# How much spindle travel needed?



## MarkRyan (Jun 10, 2006)

I'm looking at getting a table top drill press and I'm a bit perplexed abouthow much spindle travel I need.  I know 2 inches isn't enough, but how much do I need?  What is the longest pen, the Polaris?

I've been using my ShopSmith in horizontal mode, and I'm not the happiest with it.  I found  Roybi drill press at Home Depot with 3.25 spindle travel, but it is $149 and I was hoping for under $100.
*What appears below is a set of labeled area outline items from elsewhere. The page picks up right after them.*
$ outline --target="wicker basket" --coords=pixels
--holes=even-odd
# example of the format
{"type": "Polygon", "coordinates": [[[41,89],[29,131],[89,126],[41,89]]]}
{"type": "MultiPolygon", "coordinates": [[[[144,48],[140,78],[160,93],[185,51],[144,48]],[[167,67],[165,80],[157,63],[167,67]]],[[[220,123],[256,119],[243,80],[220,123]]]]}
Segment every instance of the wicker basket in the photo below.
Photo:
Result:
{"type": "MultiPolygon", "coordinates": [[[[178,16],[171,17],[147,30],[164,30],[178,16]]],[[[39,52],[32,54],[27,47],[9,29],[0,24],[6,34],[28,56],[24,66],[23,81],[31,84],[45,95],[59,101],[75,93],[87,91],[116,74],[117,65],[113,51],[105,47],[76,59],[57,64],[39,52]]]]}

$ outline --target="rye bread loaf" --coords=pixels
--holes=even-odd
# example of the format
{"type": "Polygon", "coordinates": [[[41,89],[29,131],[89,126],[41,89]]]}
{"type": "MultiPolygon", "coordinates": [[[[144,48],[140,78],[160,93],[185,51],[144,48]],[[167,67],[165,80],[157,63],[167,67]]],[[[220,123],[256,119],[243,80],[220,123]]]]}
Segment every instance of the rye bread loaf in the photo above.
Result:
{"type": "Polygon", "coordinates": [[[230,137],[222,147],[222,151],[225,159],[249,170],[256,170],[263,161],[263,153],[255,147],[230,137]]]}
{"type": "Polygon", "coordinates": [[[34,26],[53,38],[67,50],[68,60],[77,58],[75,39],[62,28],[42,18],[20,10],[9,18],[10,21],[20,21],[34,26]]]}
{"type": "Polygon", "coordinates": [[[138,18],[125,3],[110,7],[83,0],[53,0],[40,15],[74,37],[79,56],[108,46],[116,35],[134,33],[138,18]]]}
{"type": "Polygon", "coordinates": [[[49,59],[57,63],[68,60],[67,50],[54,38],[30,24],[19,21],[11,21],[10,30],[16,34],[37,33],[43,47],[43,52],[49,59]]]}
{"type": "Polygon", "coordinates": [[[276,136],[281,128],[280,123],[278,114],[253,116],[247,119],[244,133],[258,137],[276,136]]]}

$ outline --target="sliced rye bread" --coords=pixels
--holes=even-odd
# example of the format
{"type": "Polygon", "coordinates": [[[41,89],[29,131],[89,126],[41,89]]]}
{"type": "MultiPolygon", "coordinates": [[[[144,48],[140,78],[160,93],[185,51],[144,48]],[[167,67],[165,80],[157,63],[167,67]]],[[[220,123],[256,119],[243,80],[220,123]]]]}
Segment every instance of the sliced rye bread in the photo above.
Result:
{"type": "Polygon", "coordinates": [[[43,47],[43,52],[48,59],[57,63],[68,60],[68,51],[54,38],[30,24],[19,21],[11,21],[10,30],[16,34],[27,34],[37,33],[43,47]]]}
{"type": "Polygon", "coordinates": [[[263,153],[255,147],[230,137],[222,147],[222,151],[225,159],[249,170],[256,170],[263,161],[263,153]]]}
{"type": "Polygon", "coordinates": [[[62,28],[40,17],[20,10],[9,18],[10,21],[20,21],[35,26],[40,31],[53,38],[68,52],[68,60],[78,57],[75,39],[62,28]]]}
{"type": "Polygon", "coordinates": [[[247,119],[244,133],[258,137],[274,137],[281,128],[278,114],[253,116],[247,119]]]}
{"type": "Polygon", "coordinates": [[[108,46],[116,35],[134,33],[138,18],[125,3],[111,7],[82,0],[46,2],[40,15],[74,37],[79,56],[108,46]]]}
I've read the posts here about spindle travel, but no one ever mentioned what is exactly needed, plus most directions I've read don't tell how long the tubes are.

Thanks,
Mark


----------



## reed43 (Jun 10, 2006)

From what I have seen the 3.25 is about what mose turners use.


----------



## Randy_ (Jun 10, 2006)

I have just been through this same problem myself after finally deciding the my 2" drill was just not to my liking.  The Ryobi was the unit I settled on and had a trip planned to the BIG ORANGE to pick one up when I happened across a an eBay deal for a HF DP.  The seller was only 25 miles from home so I didn't have to pay for shipping.....which would have been a bear......weighs on the order of 100 lbs.  This is a HD DP with a 3/4 HP motor and 16 speeds.....somewhat more expensive that the Ryobi; but if you wait for one of the HF 20% coupons....which show up pretty regularly.....and have a store close by, I think it is a better deal.   Here is a link so you can see what I am talking about:

http://www.harborfreight.com/cpi/ctaf/displayitem.taf?Itemnumber=38142


----------



## Rifleman1776 (Jun 10, 2006)

You didn't ask, but that has never stopped me from offering an opinion.....[]
Suggest you reconsider the table/bench top press. My Grizzly is a fine drill press but I made an error in judgement by buying the bench top model instead of floor model. The floor models are much more versitile. With Grizzly the extra cost was only about $20.00. In fact, I'm considering buying the same model in a floor version and selling this one.


----------



## Jerryconn (Jun 10, 2006)

I'm with Frank,  The floor model is a better option.  You can buy or build a jig/vise the hold the blanks and drill them through in one setup.  I too bought a bench model & I use it solely for my end mills.


----------



## woodwish (Jun 10, 2006)

I now use a floor model with 3.25" travel and it has done every pen I have tried to drill in one step.  Although I used a 2" travel on a cheapo bench model for a long time, usually have to raise the table after I drilled as fas as it would go.  I think 3.25" is about the standard for most floor models, most bench models seem to be about 2" max.


----------



## Firefyter-emt (Jun 11, 2006)

Just my input here. I just returned a Craftsman 10" drill. Steer clear, it is serious junk. That said, so far the 12" one is fairly impressive. Mine is rock solid (for now) and has a great keyless chuck. I was rather taken back with the quaility of the chuck to be honest. It also has a goose neck lamp bolted to the side which can come in handy. Mine has just a little over 2 1/4" This works well as the slimlines & cigars can be done without moving the blank up. (although the bit has to be pretty much on the blank to start drilling)


----------



## Pipes (Jun 12, 2006)

I bought the Hitachi at Lowes with the 3 1/4" quill travel and its a great drillpress IMO but its about double your budget at I think I got it for 200 bucks on sale ....  But no matter what you do IF you can buy a floor model !!!






http://affordablepipes.com/


----------



## GBusardo (Jun 12, 2006)

I use a 2 1/2 travel model I had gotten free. If I were to have to buy a drill press, I would go with a Griz full sized one.  If you cannot possibly go over 100 bucks  and have to get the 2 1/2 model, no big deal, I drill  the two inches, slide the blank up the bit and slip a piece of plywood under my vice and finish the hole.   Haven't really had any problems. 
Good luck, its always funn to buy new tools
Gary


----------



## Dario (Jun 12, 2006)

We all want the best but being on a tight budget and needing a DP right away, I got the Delta table top with 2-1/2" quill travel.  There are days that I regret getting it but it serves the purpose and drilling will just take a few seconds longer.

It is a GIANT leap from my old DP...which uses a handrill [][V].  It did serve me well for more than a year and got me started [].


----------